A performance baseline for future optimization. The table of four configurations (old baseline, old EAGLE-3, new baseline, new EAGLE-3) provides reference points for any future optimization work. If someone later improves the verify pass further, they can compare against the 96.1 tok/s figure. If someone optimizes the baseline, they can compare against 92.6 tok/s.

Documentation of required source patches. The four patches listed are essential for reproducing the setup. Without this list, a future developer would need to rediscover that SM120 must be added to two capability maps, that kimi_k25.py needs delegation methods, and that libnvrtc.so.13 must be made available. The message transforms tacit knowledge (learned through debugging) into explicit knowledge.

Understanding of the optimization landscape. The message's observation that FlashInfer fusion helps EAGLE-3 but not the baseline is a non-trivial insight that shapes future strategy. It tells the team that further optimization efforts should focus on the verify pass specifically, not on general-purpose allreduce improvements.


The Thinking Process Visible in the Message

While message [msg 5412] is a summary rather than a reasoning trace, its structure reveals the assistant's thinking process.

The message is organized into three sections — stack, patches, results — which reflects a mental model of "what you need, what you must change, and what you get." This is the thinking of a systems engineer who views the project as a layered stack where each layer must be correctly configured before the next can function.

The decision to include the nightly PyTorch 2.12.0 failure ("stable — nightly 2.12.0 had ABI incompatibility") shows a thinking process that values negative results as much as positive ones. The assistant could have simply listed the final stack without mentioning the failed alternative, but including it provides crucial context for anyone who might wonder "why not use the latest PyTorch?"

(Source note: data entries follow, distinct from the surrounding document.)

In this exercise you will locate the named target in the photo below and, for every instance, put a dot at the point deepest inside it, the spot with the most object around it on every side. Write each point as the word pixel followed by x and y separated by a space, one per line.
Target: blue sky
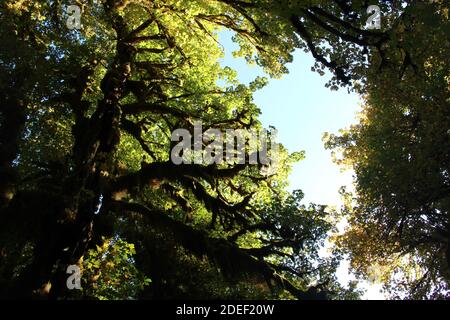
pixel 302 109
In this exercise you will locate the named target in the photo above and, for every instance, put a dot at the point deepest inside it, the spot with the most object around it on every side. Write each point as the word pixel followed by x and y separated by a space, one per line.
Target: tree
pixel 399 151
pixel 86 142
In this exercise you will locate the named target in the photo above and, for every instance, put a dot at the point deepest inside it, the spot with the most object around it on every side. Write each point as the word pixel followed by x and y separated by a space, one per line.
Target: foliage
pixel 86 119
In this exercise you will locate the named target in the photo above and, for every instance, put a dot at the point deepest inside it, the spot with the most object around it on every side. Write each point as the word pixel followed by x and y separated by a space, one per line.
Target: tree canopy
pixel 86 177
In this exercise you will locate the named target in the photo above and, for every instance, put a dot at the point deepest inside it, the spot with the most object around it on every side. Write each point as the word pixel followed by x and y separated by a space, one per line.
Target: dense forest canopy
pixel 86 175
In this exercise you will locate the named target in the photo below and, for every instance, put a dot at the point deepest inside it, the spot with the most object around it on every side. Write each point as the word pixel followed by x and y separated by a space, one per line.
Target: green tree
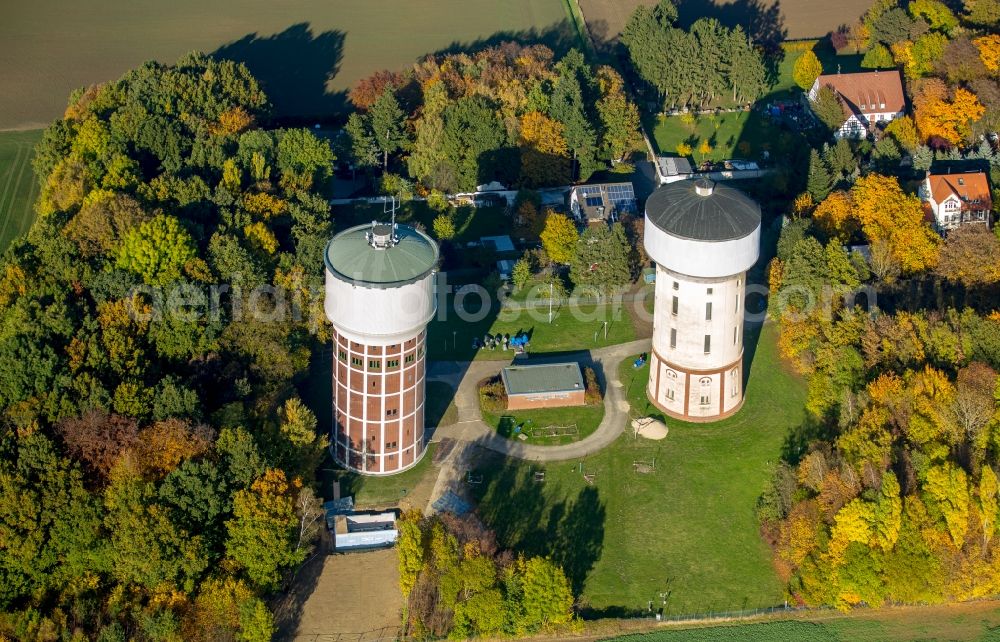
pixel 547 599
pixel 472 134
pixel 521 273
pixel 559 238
pixel 878 57
pixel 829 108
pixel 568 106
pixel 388 124
pixel 364 150
pixel 603 258
pixel 744 66
pixel 147 548
pixel 156 250
pixel 807 69
pixel 303 159
pixel 820 182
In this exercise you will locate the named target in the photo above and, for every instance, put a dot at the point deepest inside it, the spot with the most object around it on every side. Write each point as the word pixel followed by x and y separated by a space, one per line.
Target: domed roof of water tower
pixel 703 210
pixel 702 228
pixel 381 256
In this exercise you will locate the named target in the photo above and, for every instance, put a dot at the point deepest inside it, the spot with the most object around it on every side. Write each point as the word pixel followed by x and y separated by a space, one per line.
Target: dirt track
pixel 355 597
pixel 794 18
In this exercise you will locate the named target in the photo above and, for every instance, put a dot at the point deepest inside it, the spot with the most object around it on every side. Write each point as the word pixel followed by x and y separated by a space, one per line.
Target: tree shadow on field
pixel 569 530
pixel 764 22
pixel 294 68
pixel 560 37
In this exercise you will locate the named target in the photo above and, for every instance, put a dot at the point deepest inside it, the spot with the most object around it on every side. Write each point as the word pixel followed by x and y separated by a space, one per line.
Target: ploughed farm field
pixel 307 52
pixel 792 19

The careful qualification of the FlashInfer fusion benefit — "While they don't help the single-stream baseline... FlashInfer fusion dramatically reduced the EAGLE-3 verify cost" — reveals a thinking process that distinguishes between different workload types. The assistant is not claiming a universal improvement; it is claiming a targeted improvement for a specific workload characteristic (communication-bound verify pass). This precision of thought is essential for correct optimization targeting.

The final sentence — "The EAGLE-3 server is currently running and serving at ~96 tok/s" — is a subtle signal that the assistant considers the infrastructure phase complete. The use of "serving" (present continuous) rather than "was benchmarked at" (past tense) suggests readiness for the next phase: load testing, concurrency analysis, and dynamic speculation policy.


Conclusion

Message [msg 5412] is a milestone document in the opencode session — a moment where the assistant pauses the rapid cycle of debugging and benchmarking to consolidate what was learned. The CUDA 13 upgrade transformed the project's trajectory, shifting the bottleneck from "making the verify pass work" to "optimally deploying the working verify pass." The message captures this transition with precision: a clean stack specification, a list of required patches, and a performance table that tells the story in numbers.

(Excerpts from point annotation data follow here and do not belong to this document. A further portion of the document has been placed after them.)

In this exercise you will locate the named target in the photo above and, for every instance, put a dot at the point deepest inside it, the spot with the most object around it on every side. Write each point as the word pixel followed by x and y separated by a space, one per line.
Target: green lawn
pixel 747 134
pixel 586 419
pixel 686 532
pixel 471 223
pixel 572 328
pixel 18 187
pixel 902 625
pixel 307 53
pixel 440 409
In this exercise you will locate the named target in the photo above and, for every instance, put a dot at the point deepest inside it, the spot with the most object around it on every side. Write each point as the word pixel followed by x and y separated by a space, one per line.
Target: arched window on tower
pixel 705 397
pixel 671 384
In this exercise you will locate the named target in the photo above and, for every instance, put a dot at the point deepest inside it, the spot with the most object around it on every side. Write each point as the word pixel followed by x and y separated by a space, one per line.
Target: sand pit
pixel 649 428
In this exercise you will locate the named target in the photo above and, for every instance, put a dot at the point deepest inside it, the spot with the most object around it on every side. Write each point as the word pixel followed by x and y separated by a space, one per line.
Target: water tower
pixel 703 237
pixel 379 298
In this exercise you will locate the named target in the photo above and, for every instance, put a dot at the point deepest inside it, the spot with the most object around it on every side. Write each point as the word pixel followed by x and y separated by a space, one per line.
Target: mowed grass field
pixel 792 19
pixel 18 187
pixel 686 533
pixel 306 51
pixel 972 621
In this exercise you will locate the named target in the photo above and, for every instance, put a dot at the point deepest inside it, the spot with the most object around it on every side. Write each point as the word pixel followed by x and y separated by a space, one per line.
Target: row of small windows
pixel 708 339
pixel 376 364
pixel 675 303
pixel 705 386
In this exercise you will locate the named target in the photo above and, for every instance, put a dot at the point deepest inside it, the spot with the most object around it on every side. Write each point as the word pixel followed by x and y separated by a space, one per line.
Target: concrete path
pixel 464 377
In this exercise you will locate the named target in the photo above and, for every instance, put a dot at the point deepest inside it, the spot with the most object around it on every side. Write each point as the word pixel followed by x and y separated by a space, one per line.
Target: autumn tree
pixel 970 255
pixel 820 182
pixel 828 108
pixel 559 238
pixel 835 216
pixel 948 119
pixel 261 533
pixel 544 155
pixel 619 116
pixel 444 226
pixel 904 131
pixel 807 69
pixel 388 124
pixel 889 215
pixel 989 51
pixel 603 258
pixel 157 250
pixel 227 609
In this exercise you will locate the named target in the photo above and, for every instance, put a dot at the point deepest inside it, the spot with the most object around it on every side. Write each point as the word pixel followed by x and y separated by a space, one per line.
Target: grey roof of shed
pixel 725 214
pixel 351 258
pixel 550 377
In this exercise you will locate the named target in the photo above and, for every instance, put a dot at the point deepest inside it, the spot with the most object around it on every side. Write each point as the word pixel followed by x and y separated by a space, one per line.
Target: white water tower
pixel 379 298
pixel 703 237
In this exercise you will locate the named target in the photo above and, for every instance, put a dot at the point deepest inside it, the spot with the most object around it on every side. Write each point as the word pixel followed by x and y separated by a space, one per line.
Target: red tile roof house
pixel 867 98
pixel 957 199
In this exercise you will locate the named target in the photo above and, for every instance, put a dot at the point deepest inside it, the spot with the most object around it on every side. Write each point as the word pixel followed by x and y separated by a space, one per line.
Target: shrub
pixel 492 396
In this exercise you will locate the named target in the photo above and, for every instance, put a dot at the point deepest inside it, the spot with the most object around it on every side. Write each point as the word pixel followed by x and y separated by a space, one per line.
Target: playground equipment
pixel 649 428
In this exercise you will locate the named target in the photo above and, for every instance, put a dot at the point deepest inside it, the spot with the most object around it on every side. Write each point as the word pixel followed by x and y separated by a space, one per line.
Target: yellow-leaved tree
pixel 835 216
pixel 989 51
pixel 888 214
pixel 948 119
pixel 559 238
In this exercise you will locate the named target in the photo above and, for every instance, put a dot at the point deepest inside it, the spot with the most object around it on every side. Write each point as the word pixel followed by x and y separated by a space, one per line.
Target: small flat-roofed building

For a reader who hasn't followed the preceding 35 segments of conversation, this message provides a compressed but complete picture of a complex systems engineering achievement. It shows that the right infrastructure decision — upgrading CUDA to unlock Blackwell-native optimizations — can transform a speculative decoding system from a net liability (40% slower) to a net asset (3.8% faster). And it sets the stage for the next challenge: making speculation smart enough to know when to turn itself off.